For FCEVs, cost remains the primary challenge to produce 100 percent renewable hydrogen.
The commercial hydrogen market is currently around $100 billion. According to the U.S. Department of Energy’s Alternative Fuels Data Center, 9 million tons of hydrogen is produced annually in the United States, 95% of which is produced through natural gas reformation. Natural gas reforming is currently the cheapest, most common and efficient method for producing hydrogen. When used in a FCEV, natural gas derived hydrogen reduces greenhouse gas emissions approximately 50%, when compared to conventional gasoline. However, to reach long-term climate goals, we need close to 100% reduction.
A potential solution to the challenges of production costs and environmental impact lies in the research conducted by Y.H. Percival Zhang at Virginia Tech’s College of Agriculture and Life Sciences. Zhang and his team successfully developed a process to produce large quantities of hydrogen from the simple plant sugar xylose, an abundant renewable resource. The innovative technology avoids using expensive metals and releases close to zero greenhouse gases. This could shorten the timeline for making renewable hydrogen commercially available, which would have huge environmental and economic impacts.

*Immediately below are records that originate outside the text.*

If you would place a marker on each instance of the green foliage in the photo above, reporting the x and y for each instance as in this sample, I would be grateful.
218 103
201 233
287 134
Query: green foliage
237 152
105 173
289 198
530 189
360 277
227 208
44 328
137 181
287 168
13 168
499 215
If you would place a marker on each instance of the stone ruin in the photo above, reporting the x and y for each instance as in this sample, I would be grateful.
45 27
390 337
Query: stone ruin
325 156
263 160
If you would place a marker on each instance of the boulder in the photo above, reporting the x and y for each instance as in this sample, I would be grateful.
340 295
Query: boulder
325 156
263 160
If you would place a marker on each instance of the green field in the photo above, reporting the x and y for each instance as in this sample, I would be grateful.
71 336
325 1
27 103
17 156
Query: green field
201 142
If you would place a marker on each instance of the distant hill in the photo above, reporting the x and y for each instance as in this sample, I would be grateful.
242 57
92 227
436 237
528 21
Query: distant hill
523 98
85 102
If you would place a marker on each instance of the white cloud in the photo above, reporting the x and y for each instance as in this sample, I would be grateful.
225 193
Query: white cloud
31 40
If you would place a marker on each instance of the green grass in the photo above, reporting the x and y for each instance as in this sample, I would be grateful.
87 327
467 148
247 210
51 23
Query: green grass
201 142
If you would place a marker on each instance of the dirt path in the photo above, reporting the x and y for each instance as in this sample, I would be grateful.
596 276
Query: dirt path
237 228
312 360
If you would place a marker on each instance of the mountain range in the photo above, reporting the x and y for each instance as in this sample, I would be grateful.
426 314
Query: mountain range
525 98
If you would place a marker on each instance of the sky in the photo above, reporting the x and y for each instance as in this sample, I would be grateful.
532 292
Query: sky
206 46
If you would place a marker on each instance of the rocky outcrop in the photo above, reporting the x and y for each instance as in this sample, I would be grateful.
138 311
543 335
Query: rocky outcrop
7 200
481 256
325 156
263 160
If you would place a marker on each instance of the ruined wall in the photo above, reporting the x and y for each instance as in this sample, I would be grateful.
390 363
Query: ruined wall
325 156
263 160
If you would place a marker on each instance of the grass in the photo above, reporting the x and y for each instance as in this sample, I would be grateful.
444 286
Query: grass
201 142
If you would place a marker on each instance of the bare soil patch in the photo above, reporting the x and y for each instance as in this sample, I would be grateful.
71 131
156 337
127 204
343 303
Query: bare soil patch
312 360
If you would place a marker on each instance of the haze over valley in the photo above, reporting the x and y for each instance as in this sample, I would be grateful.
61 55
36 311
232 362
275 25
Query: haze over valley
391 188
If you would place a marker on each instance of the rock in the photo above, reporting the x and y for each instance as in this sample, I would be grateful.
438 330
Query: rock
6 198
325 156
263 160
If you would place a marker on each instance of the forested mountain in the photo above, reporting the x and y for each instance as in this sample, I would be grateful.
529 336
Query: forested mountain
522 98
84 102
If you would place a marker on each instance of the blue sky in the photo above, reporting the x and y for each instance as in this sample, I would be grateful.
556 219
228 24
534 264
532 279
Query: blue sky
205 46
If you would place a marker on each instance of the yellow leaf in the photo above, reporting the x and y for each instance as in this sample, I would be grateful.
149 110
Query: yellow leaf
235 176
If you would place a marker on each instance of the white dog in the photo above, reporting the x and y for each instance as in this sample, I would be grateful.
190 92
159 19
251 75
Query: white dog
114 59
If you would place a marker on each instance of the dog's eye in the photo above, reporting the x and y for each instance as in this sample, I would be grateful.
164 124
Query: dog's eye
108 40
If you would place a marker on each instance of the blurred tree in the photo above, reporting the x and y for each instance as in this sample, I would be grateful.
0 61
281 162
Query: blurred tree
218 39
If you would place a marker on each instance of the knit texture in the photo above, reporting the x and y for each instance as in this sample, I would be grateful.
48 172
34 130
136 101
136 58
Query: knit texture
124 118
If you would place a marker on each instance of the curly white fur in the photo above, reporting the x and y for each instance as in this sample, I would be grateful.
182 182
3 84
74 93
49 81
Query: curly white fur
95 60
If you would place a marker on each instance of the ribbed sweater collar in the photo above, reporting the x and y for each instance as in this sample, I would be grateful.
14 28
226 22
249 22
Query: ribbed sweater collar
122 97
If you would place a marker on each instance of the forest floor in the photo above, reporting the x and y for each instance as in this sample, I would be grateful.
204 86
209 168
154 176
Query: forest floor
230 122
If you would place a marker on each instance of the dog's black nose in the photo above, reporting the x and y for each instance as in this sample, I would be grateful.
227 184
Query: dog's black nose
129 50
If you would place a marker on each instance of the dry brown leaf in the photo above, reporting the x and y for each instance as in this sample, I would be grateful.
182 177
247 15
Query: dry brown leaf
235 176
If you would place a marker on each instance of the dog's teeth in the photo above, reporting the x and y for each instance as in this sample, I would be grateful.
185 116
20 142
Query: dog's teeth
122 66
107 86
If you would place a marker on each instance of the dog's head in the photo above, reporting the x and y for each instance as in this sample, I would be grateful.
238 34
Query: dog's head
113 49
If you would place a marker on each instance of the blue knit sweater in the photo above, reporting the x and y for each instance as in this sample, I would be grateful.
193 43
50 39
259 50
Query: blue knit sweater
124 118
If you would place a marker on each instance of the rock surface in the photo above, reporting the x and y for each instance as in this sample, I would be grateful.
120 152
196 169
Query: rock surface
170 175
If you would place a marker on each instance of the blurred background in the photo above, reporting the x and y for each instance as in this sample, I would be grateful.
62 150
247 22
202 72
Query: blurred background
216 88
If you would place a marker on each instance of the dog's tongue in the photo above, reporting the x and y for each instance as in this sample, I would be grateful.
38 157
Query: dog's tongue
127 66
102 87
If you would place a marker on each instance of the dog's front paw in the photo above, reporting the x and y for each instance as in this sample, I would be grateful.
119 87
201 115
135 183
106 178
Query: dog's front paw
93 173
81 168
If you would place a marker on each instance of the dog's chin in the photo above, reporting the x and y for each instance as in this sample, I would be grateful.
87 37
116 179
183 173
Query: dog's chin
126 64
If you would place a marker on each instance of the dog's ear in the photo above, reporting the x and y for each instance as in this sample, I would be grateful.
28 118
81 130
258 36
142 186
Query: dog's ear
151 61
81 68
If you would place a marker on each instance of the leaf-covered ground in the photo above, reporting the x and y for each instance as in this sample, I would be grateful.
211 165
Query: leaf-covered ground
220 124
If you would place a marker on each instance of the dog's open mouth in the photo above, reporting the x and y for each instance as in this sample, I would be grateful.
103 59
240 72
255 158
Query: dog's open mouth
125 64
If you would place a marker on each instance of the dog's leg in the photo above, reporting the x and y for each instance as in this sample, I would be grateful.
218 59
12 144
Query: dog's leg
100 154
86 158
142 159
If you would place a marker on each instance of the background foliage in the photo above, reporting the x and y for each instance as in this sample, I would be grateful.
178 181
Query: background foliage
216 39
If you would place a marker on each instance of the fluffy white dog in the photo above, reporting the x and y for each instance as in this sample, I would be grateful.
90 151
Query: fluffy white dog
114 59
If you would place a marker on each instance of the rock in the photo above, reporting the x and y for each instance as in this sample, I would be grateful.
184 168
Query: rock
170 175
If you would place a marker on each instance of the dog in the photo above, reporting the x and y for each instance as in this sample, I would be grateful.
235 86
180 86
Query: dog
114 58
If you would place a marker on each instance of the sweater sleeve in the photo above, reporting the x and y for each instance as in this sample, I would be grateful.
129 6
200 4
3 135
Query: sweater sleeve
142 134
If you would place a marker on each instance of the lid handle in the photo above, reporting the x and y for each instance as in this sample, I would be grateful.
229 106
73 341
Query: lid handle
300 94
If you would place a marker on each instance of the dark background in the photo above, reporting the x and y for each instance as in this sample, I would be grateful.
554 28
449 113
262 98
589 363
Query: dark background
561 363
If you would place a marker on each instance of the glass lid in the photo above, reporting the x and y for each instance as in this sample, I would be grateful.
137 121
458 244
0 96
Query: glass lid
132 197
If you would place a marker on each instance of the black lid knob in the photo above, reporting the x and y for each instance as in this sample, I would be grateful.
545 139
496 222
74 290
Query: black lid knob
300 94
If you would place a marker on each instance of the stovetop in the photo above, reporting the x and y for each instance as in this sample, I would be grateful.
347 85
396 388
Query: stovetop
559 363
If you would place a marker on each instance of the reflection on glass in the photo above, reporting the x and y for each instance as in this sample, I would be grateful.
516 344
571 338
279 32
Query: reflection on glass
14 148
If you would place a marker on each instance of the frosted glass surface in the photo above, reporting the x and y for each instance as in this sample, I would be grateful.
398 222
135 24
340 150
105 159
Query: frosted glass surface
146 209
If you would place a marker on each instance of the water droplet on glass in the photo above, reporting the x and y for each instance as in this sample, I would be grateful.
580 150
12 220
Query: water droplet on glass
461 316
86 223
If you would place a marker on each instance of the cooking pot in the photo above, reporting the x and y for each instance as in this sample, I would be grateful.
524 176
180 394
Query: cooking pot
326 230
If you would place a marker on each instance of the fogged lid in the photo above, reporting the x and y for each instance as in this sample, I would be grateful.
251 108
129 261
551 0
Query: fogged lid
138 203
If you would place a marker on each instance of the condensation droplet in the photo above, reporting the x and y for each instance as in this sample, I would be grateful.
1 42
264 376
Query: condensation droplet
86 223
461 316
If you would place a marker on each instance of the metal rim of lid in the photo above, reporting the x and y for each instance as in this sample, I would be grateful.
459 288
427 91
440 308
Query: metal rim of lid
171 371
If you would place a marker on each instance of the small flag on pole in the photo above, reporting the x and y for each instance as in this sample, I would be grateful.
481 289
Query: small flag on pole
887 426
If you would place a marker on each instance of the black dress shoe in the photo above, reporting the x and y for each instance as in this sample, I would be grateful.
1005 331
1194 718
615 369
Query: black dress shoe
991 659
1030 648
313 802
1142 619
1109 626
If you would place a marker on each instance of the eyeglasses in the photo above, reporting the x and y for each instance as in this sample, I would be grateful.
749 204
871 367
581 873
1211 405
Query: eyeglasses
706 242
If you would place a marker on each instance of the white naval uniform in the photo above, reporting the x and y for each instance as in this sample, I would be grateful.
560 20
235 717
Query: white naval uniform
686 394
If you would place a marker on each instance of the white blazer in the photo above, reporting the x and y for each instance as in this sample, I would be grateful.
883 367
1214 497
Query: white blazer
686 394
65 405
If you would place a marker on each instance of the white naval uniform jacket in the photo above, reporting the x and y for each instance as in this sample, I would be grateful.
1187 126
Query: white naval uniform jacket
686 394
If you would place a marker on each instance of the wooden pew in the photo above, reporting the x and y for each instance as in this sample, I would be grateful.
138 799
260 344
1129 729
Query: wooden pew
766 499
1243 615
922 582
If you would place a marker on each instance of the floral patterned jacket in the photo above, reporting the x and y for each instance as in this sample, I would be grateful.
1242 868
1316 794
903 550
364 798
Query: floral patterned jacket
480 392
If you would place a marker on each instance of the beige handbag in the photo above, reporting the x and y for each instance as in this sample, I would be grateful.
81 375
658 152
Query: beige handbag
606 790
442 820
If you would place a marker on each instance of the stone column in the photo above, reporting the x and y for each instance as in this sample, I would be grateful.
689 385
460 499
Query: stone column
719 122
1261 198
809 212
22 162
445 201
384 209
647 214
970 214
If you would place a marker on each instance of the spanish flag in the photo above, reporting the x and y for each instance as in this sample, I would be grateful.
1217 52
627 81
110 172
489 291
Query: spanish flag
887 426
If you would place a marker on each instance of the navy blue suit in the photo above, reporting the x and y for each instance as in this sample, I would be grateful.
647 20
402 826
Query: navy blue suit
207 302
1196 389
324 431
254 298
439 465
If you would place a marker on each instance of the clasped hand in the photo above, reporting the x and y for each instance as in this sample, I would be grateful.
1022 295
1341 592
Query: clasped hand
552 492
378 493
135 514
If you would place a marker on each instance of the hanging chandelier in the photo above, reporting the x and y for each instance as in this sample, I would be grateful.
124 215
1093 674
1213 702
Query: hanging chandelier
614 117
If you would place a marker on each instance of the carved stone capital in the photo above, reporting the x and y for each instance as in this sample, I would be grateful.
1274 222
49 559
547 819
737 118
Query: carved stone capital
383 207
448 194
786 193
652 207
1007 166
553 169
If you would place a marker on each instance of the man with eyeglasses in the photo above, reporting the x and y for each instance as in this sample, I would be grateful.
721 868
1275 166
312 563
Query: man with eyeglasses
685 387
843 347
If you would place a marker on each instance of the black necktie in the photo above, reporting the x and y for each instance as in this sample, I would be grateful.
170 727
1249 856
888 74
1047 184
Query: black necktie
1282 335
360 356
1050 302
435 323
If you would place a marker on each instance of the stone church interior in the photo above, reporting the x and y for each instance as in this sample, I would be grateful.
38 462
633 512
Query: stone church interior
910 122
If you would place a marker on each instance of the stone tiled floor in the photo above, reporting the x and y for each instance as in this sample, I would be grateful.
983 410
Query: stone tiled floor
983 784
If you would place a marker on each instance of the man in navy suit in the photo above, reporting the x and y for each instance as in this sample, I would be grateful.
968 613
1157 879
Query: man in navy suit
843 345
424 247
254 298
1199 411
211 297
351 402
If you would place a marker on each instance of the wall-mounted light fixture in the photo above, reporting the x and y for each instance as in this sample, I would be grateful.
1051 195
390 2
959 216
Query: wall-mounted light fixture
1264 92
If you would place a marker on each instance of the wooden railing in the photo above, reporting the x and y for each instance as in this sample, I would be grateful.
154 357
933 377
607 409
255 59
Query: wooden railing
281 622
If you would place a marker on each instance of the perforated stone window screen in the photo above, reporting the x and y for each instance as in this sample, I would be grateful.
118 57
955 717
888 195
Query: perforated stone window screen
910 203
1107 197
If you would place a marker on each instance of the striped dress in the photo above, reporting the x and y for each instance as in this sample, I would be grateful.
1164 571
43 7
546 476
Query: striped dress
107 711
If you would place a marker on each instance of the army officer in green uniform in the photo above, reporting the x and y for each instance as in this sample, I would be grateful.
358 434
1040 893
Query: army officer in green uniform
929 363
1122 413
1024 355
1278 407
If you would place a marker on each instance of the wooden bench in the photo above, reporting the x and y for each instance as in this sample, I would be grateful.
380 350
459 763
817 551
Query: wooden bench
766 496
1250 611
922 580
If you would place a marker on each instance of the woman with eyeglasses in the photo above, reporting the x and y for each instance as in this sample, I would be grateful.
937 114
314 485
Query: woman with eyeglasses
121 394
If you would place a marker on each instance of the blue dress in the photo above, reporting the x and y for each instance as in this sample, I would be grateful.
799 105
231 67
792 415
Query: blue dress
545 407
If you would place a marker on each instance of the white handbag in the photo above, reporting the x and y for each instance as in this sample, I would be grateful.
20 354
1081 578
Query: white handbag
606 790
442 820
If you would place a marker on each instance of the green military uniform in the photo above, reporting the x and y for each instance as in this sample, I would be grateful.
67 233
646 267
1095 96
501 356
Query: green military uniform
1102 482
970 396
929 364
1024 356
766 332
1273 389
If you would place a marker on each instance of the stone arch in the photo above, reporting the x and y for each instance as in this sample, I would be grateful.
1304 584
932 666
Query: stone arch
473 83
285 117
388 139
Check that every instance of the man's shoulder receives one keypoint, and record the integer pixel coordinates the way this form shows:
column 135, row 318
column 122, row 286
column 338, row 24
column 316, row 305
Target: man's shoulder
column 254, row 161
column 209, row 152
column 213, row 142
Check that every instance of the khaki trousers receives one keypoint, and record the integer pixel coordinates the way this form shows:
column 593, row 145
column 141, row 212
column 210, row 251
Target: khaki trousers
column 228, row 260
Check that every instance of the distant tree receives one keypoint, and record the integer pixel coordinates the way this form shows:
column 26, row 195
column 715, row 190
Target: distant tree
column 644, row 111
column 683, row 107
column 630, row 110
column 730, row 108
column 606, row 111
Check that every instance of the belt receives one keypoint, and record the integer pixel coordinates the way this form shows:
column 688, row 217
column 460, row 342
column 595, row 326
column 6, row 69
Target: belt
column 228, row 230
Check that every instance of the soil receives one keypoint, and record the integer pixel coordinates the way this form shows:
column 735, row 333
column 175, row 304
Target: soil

When applied at commercial scale, Zhang’s research has the potential to deliver affordable, renewable, emissions-free hydrogen., It does so simply and efficiently, eliminating costs at each step of the process. Researchers isolate the necessary enzymes and catalytic reactions required to produce the highest yields of hydrogen from sugar and water. This specific enzyme cocktail works in toxic environments, which removes an expensive detoxification step, and can be produced by one bacterium. By using recyclable enzyme-based solvents, Zhang found lower cost replacements for the traditional high-heat, high-pressure process. Using biomass to generate hydrogen drastically reduces greenhouse gas emissions. Additionally, the process allow for energy efficiency above 100% – meaning that the energy of hydrogen produced is greater than the combined input energies of xylose and polyphosphate.
This efficient, environmentally friendly method of hydrogen production is just one example of many potential pathways for creating renewable hydrogen. With the science in place, the right economics can lead this, and other, renewable hydrogen production methods to commercial viability and success. Such as outcome would be a victory for everyone: a clean, domestic, renewable, and affordable fuel to power our mobility.